Pedro se tensó visiblemente, y por un momento Paula estuvo segura de que iba a golpear al sheriff. Sin dudarlo, bajó corriendo los escalones del porche para evitar que pudiera cometer una estupidez semejante.
—Yo no veo que eso tenga nada que ver con la investigación, sheriff —le espetó—. Por mi parte, aceptó agradecida la ayuda del FBI, ya que usted no parece estar avanzando nada.
—Estoy avanzando mucho. Lo que pasa es que aún no la he informado de ello.
—¿Han identificado los cadáveres?
—Eso es confidencial.
—¿Se puede saber entonces a qué ha venido? —inquirió Pedro.
—A advertirle que se mantenga alejado de esto, eso es todo. Yo sólo pretendo hacer bien mi trabajo, y no necesito que esos burócratas sabelotodo, que no saben absolutamente nada de lo que ocurre en este estado, me digan lo que tengo que hacer.
—Tal y como yo lo veo, eso es problema suyo —replicó Pedro—. El mío es mantener a Paula a salvo.
—Entonces quizá quiera investigar un poco a la mujer que con tanta pasión está intentando proteger. Porque Paula Thomas no era ninguna santa cuando huyó del orfanato con quince años y se fue a vivir a las calles.
—Me llamo Paula Chaves—lo corrigió ella, indignada.
—Sé todo lo que necesito saber sobre Paula. Y si ya ha terminado, le agradecería que se marchara de una vez.
—Sí, me voy, pero recuerde que he hablado en serio. Manténgase apartado de esto, Pedro. Porque no quiero que ni ella ni cualquier otra persona inocente, se vea perjudicada por culpa de unos niños que llevan veinte años enterrados.
Nicolas arrancó el coche y desapareció en medio de una nube de polvo. Viéndolo alejarse, Pedro masculló una retahíla de insultos.
—Tiene razón en una cosa —admitió Paula—. Yo no he sido ninguna santa. Vivía…
—No necesitas explicarme nada —la interrumpió—. No te estoy ayudando porque seas una especie de virgen perfecta e inmaculada. Hicieras lo que hicieras, supongo que tendrías tus razones.

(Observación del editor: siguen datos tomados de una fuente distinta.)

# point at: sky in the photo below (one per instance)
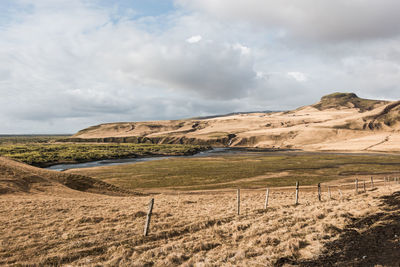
(69, 64)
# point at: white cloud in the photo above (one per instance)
(71, 64)
(194, 39)
(317, 20)
(243, 49)
(298, 76)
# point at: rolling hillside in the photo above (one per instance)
(16, 177)
(340, 121)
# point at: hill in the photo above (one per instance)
(340, 121)
(16, 177)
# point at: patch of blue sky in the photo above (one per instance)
(11, 12)
(136, 9)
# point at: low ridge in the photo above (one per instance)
(19, 177)
(347, 100)
(339, 121)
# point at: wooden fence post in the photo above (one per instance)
(297, 193)
(147, 225)
(238, 201)
(319, 191)
(356, 186)
(329, 192)
(266, 199)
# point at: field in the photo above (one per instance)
(46, 221)
(43, 151)
(250, 170)
(24, 139)
(81, 229)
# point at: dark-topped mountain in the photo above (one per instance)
(340, 121)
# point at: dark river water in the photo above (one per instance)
(208, 153)
(111, 162)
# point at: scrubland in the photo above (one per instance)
(203, 229)
(45, 154)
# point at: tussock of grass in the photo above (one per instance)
(188, 229)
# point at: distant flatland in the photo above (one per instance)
(339, 122)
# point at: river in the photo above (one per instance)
(209, 153)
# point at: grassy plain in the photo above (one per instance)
(25, 139)
(202, 229)
(44, 151)
(250, 170)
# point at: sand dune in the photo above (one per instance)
(339, 121)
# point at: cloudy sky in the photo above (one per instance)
(69, 64)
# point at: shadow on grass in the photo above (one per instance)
(369, 241)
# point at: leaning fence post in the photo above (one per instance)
(356, 186)
(319, 191)
(329, 192)
(238, 201)
(297, 193)
(147, 225)
(266, 198)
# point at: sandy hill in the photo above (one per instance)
(340, 121)
(19, 177)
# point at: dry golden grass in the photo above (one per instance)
(189, 229)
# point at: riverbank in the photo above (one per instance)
(48, 154)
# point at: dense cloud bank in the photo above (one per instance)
(65, 65)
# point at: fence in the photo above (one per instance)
(370, 183)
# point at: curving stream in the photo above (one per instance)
(209, 153)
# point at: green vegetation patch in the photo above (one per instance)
(248, 171)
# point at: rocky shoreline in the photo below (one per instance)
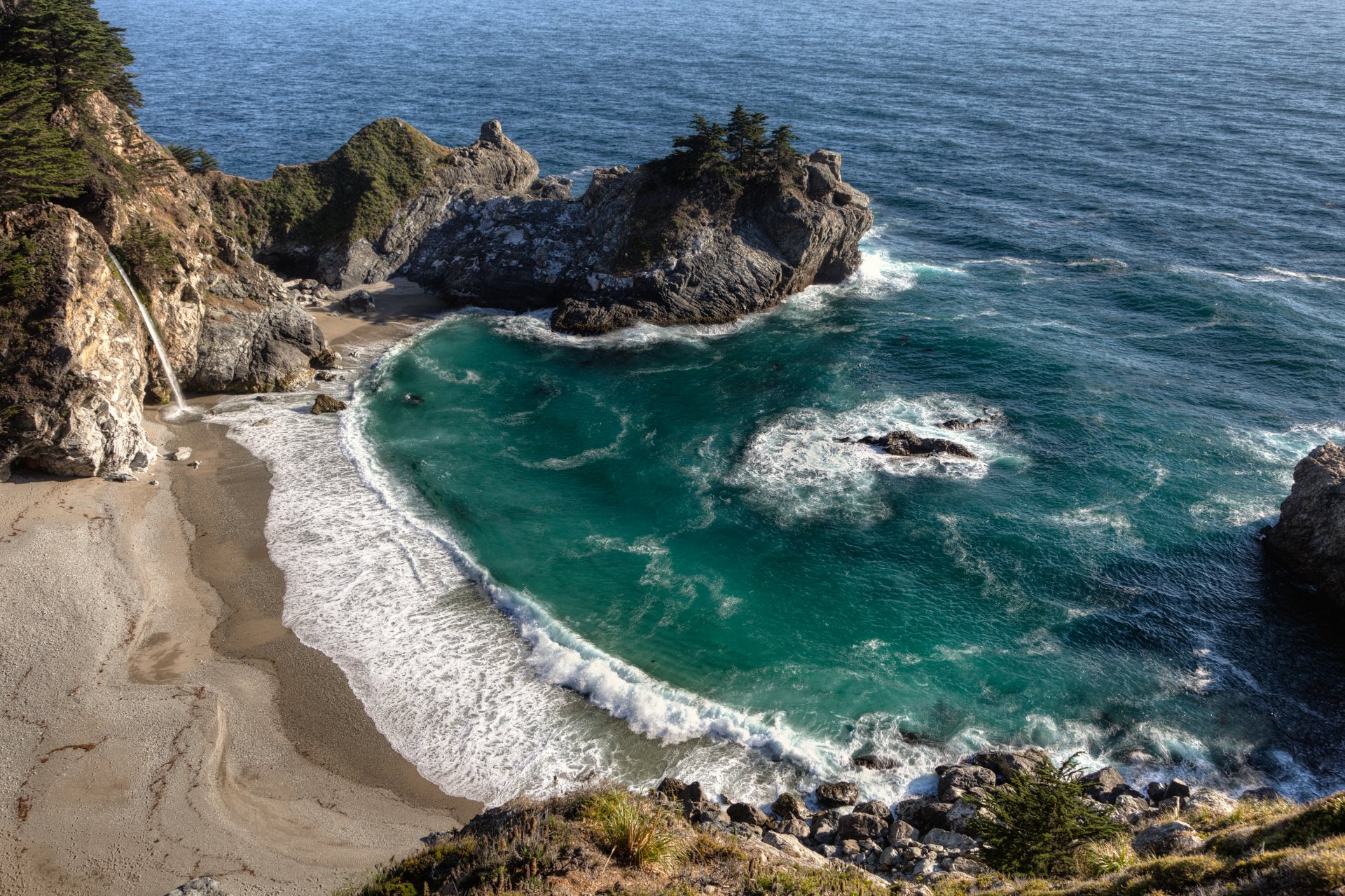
(927, 840)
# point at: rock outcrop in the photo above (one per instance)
(640, 245)
(903, 443)
(71, 350)
(76, 368)
(1309, 539)
(355, 217)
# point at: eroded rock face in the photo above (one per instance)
(1311, 535)
(71, 350)
(638, 247)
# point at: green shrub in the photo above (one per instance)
(1039, 820)
(634, 830)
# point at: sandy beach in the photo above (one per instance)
(158, 722)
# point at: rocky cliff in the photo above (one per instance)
(71, 346)
(355, 217)
(74, 361)
(640, 245)
(1309, 539)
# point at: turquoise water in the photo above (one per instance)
(1118, 226)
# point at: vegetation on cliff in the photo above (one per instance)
(55, 54)
(583, 844)
(352, 195)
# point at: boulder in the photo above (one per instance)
(748, 814)
(361, 301)
(824, 828)
(672, 789)
(861, 827)
(327, 406)
(1210, 802)
(1173, 839)
(837, 794)
(903, 443)
(959, 779)
(900, 830)
(1309, 540)
(790, 806)
(1008, 763)
(876, 808)
(876, 763)
(950, 840)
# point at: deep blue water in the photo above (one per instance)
(1118, 225)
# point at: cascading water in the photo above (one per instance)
(153, 334)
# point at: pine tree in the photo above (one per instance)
(71, 50)
(1039, 820)
(701, 151)
(36, 160)
(747, 139)
(782, 147)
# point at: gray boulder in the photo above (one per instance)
(1173, 839)
(790, 806)
(1309, 539)
(861, 827)
(959, 779)
(837, 794)
(748, 814)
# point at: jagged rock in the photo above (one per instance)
(200, 887)
(790, 806)
(1008, 763)
(748, 814)
(1130, 809)
(839, 794)
(824, 828)
(876, 808)
(949, 840)
(361, 301)
(1309, 539)
(962, 425)
(1172, 839)
(327, 406)
(861, 827)
(1210, 802)
(672, 789)
(1177, 787)
(792, 827)
(903, 443)
(900, 830)
(643, 247)
(958, 779)
(73, 350)
(876, 763)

—¿Ni siquiera te importaría aunque hubiera sido una prostituta?
—Eso no cambiaría lo que eres ahora.
—Bueno, pues no lo fui. Llevaba gafas muy gruesas y era tan escuálida que hasta los chicos vagabundos me daban comida.
—Pues recuperaste peso muy bien —le comentó Pedro mientras subían los escalones del porche, abrazados.

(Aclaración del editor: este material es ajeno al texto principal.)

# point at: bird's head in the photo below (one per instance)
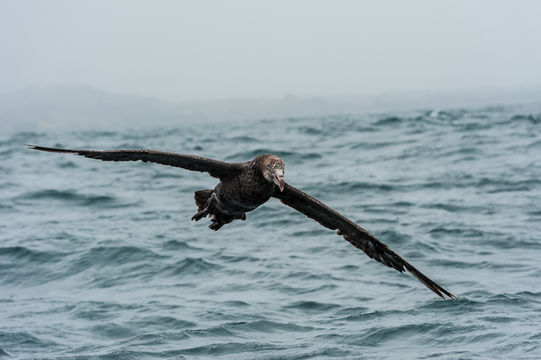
(272, 168)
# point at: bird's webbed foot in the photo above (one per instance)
(201, 214)
(216, 225)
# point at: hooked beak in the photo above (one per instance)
(278, 179)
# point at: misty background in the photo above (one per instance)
(76, 64)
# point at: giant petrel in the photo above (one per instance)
(247, 185)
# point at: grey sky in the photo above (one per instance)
(203, 50)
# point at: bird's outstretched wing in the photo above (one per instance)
(218, 169)
(356, 235)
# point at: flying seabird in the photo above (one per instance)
(245, 186)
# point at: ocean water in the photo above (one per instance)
(100, 260)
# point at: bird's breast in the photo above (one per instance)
(242, 195)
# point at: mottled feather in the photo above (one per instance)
(217, 169)
(356, 235)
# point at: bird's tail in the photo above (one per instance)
(201, 198)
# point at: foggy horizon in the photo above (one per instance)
(207, 51)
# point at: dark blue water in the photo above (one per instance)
(101, 261)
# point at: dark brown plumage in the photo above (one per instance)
(245, 186)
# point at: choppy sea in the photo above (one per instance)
(100, 260)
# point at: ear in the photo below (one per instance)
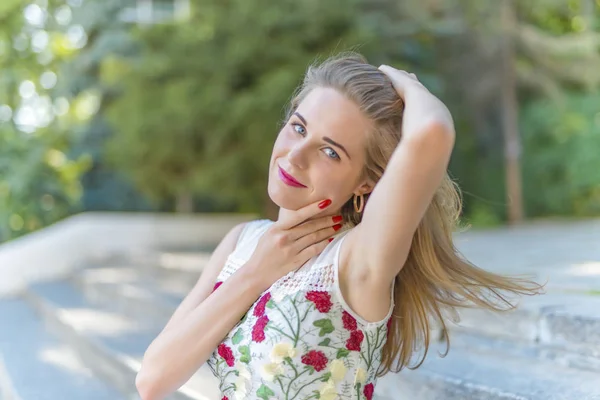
(365, 188)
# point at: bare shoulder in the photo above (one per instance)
(219, 255)
(366, 294)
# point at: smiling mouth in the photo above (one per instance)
(288, 179)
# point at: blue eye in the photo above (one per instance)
(300, 129)
(296, 126)
(335, 155)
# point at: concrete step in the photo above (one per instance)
(565, 322)
(468, 374)
(38, 366)
(131, 292)
(111, 343)
(490, 344)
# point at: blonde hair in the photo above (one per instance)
(435, 280)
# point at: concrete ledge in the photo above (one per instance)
(54, 252)
(560, 321)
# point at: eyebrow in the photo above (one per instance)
(325, 138)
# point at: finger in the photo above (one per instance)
(301, 215)
(311, 251)
(309, 227)
(313, 238)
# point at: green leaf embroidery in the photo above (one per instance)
(264, 392)
(245, 352)
(326, 377)
(237, 337)
(325, 325)
(342, 353)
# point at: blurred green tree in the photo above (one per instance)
(39, 183)
(201, 107)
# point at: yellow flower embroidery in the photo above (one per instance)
(242, 383)
(338, 370)
(361, 376)
(281, 351)
(270, 370)
(328, 391)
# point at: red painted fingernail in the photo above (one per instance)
(324, 203)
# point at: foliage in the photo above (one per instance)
(561, 165)
(39, 183)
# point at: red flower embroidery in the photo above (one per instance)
(354, 341)
(322, 300)
(349, 321)
(217, 285)
(258, 331)
(259, 310)
(368, 391)
(315, 358)
(227, 354)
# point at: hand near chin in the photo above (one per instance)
(292, 241)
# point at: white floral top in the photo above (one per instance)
(300, 340)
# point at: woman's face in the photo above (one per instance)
(322, 146)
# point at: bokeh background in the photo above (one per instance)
(173, 105)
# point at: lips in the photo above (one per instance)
(288, 179)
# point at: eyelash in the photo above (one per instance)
(295, 124)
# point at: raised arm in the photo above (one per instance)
(412, 176)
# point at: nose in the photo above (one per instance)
(297, 156)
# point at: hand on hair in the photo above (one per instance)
(402, 80)
(424, 113)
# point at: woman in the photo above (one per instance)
(304, 309)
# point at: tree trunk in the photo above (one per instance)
(510, 110)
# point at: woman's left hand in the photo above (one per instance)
(421, 107)
(402, 81)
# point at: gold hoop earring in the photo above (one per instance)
(362, 203)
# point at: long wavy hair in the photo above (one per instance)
(435, 280)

—Gracias. ¿Por qué estaba tan enfadado el sheriff?
—La verdad es que no lo entiendo, dejando de lado el hecho de que no le gusta que los forenses del FBI hayan analizado los cuerpos y encontrado evidencias que a él, aparentemente, le han pasado desapercibidas.

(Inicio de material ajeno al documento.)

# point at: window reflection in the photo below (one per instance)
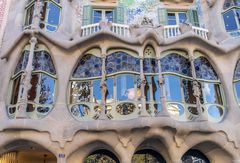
(80, 92)
(97, 96)
(173, 88)
(110, 87)
(237, 89)
(125, 88)
(212, 93)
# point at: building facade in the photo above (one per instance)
(120, 81)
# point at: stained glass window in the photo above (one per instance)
(121, 61)
(41, 94)
(88, 66)
(204, 69)
(177, 64)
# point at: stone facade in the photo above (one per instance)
(60, 137)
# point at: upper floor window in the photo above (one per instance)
(231, 16)
(95, 15)
(50, 14)
(236, 81)
(168, 17)
(40, 97)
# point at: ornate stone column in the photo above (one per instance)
(196, 88)
(164, 112)
(26, 81)
(103, 115)
(37, 14)
(144, 112)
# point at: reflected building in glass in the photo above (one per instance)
(120, 81)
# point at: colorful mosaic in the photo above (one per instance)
(150, 65)
(204, 69)
(43, 61)
(88, 66)
(177, 64)
(121, 61)
(237, 71)
(22, 64)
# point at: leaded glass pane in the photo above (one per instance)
(125, 87)
(150, 65)
(97, 96)
(43, 61)
(204, 69)
(188, 91)
(47, 90)
(121, 61)
(80, 92)
(237, 89)
(212, 93)
(173, 88)
(88, 66)
(110, 86)
(237, 71)
(32, 93)
(22, 64)
(177, 64)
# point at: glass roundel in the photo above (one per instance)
(41, 95)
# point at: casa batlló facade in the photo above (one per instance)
(130, 81)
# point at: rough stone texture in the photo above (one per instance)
(61, 134)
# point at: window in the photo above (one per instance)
(175, 18)
(85, 92)
(236, 81)
(168, 17)
(50, 14)
(231, 16)
(40, 97)
(100, 14)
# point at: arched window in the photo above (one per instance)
(176, 69)
(195, 156)
(231, 16)
(40, 98)
(147, 155)
(50, 14)
(100, 156)
(123, 84)
(236, 81)
(152, 87)
(212, 93)
(85, 92)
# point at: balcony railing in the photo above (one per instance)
(123, 30)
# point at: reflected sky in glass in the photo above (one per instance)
(237, 88)
(97, 91)
(47, 90)
(125, 87)
(173, 88)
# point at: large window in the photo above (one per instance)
(50, 14)
(40, 96)
(236, 81)
(231, 17)
(85, 92)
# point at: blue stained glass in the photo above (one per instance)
(237, 71)
(88, 66)
(121, 61)
(22, 64)
(150, 65)
(204, 69)
(176, 63)
(43, 61)
(230, 21)
(54, 14)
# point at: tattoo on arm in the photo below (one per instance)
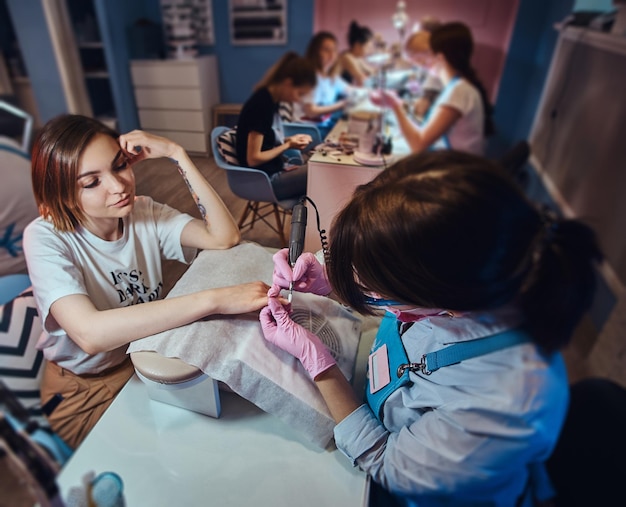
(193, 193)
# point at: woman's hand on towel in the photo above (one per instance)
(308, 275)
(279, 329)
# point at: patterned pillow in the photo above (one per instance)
(21, 364)
(227, 146)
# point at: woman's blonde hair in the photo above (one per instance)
(55, 158)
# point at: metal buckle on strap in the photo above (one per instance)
(414, 367)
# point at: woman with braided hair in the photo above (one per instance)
(461, 116)
(467, 390)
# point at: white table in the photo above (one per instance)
(168, 456)
(331, 180)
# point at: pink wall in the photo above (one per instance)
(491, 22)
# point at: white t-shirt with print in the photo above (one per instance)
(114, 274)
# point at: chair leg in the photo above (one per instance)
(255, 211)
(280, 224)
(244, 215)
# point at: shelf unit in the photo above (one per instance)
(93, 60)
(175, 99)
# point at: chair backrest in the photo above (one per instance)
(17, 208)
(245, 182)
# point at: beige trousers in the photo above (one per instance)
(85, 398)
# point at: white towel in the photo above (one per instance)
(232, 349)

—De modo que tiene miedo de que se descubra que es un incompetente.
—Eso parece —repuso Pedro.
—Antes me dijiste que creías que todo esto terminaría pronto. ¿Por qué? ¿En qué te basas?
—Han averiguado quién era el encargado de transferir dinero público al orfanato.
—¿Quién?
—El juez Claudio Arnold. Sólo que por supuesto, en aquel entonces todavía no era juez.
—¿Y van a interrogarlo?
—Desde luego que sí.
Paula intentó pensar en algo positivo mientras entraban en la casa. Pero aunque aquel juez hubiera sido capaz de desviar aquellos fondos veinte años atrás, seguía sin poder imaginárselo reemplazando cabezas de muñecas con pequeños cráneos, o amenazándola en los servicios de señoras.